Love Ivan Doig, this one was easy to enjoy.

Dec 11, 2013
  • NBLibGirl rated this: 4 stars out of 5.

Another fabulous story set in a particular time and place in Montana. Love Doig's voice in all his stories. Listened to this one and the audio production was excellent.

Aug 16, 2013

A wonderful period piece. The setting descriptions bring you right in to Montana 1960. Mr. Doig as usual is a wonderful story teller and character inventor. It flows like the Missouri river -- with great falls, twists and turns, and constantly moving in a languid summer in Montana sort of way.

Jun 21, 2013
  • candle rated this: 0.5 stars out of 5.

I absolutely loved this book and as a result started reading his other books, such as his trilogy about Montana.

Jun 15, 2013
  • peterjreyn rated this: 4 stars out of 5.

I enjoyed this slow-moving tale--the way it is told, the fact that it needs no violence or great conflict to keep the reader interested. Mr. Doig is a remarkable storyteller and observer of the human dimension.

Mar 16, 2013
  • JimLoter rated this: 2.5 stars out of 5.

I found it somewhat difficult to get through this book. The pace picked up somewhat about halfway through and the periodic introduction of new characters injected some life back into it at times. It's a very episodic tale with nothing much at stake and no significant conflicts, which rather mirrors the lazy and tranquil rural Montana setting.

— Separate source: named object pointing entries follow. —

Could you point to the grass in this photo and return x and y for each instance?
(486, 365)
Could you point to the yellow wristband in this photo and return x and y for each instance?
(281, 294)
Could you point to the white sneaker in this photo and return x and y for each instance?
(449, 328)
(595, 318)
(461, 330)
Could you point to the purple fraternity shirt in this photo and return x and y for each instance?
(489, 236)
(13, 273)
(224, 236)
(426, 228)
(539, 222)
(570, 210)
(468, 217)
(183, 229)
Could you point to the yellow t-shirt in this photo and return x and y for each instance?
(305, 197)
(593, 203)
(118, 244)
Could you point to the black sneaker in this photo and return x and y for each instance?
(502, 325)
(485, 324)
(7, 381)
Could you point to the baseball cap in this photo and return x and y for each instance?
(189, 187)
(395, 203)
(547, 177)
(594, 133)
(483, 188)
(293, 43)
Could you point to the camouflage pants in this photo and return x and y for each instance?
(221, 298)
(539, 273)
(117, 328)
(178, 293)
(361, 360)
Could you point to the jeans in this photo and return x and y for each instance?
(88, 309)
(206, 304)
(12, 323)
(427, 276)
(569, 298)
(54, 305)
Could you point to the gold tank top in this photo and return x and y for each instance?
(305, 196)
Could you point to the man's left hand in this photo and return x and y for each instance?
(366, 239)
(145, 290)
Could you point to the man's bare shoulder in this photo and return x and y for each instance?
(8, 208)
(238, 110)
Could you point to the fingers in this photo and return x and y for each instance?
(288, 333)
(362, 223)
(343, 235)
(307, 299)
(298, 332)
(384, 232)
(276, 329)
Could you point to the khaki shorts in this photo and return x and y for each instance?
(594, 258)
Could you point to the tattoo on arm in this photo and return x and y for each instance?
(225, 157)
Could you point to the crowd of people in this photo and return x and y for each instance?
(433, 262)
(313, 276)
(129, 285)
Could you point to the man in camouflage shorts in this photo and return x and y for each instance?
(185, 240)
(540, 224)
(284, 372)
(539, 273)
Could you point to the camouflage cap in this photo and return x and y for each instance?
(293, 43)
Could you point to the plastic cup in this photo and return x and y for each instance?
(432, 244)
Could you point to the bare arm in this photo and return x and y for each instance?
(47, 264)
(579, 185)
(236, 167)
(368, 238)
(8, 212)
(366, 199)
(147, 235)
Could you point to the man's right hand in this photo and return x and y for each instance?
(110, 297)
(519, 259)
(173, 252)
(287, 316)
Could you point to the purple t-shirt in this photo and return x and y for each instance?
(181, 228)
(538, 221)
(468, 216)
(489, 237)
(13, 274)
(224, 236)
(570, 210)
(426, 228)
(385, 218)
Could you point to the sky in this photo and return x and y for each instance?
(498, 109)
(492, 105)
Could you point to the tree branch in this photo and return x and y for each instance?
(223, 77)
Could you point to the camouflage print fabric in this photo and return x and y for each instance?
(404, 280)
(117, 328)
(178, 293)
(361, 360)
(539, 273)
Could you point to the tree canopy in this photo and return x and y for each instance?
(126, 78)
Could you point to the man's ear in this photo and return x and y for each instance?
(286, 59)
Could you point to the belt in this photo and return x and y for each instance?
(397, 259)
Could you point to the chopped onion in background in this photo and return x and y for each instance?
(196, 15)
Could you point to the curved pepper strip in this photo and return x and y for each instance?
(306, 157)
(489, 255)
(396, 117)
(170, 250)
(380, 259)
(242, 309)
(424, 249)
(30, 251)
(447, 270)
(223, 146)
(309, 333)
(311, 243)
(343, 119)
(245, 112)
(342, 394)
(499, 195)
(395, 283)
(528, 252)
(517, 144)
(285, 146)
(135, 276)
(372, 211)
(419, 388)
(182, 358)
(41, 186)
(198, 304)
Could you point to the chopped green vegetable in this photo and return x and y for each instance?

It's fundamentally a story about relationships - between a father, the titular bartender Tom, and his 12-year-old son, Rusty; Rusty and a local girl, Zoe; and all of them with some newcomers from the father's past - Proxy (the former taxi dancer) and her (and quite possibly his) daughter, Francine. I enjoyed the early depictions of the father-and-son interactions - how they sized each other up and grew to get to know each other - but the relationship seemed to stop developing once the other characters started showing up. The relationship between Rusty and Zoe was a little more contrived, and Zoe herself tended to be a "Manic Pixie Dream Girl" cliché. Overall, the tone of the writing rang rather false with me - especially the dialog, which was often contrived and overly clever. It bothered me that all the characters spoke alike - Tom and Rusty, sure, but also the newcomers Zoe and Francine ... and even the elderly sheepherder, Canada Dan. All shared a common rhythm, vocabulary, and idiom. Magnifying this was the rather too-convenient appearance of a Library of Congress linguist, Delano, whose project is to capture and record the "authentic" patois of the area's residents - and ends up even more conveniently staying. In that regard, Delano felt more like a mere function of the story than an authentic character - he seemed to exist to justify the fact that everyone spoke in hackneyed platitudes and bromides, and that all this was somehow "historic" and worthy of preservation. This was my first Ivan Doig read, and I'm not so turned off as to not try some others - especially since he's a local boy here in Seattle - but this one was not for me.

Dec 08, 2012
  • sixtyfive rated this: 5 stars out of 5.

This is a wonderful novel with true to life details of northern Montana. The setting of the book is great, the story line is superb, the writing is excellent. It is a great read in every way.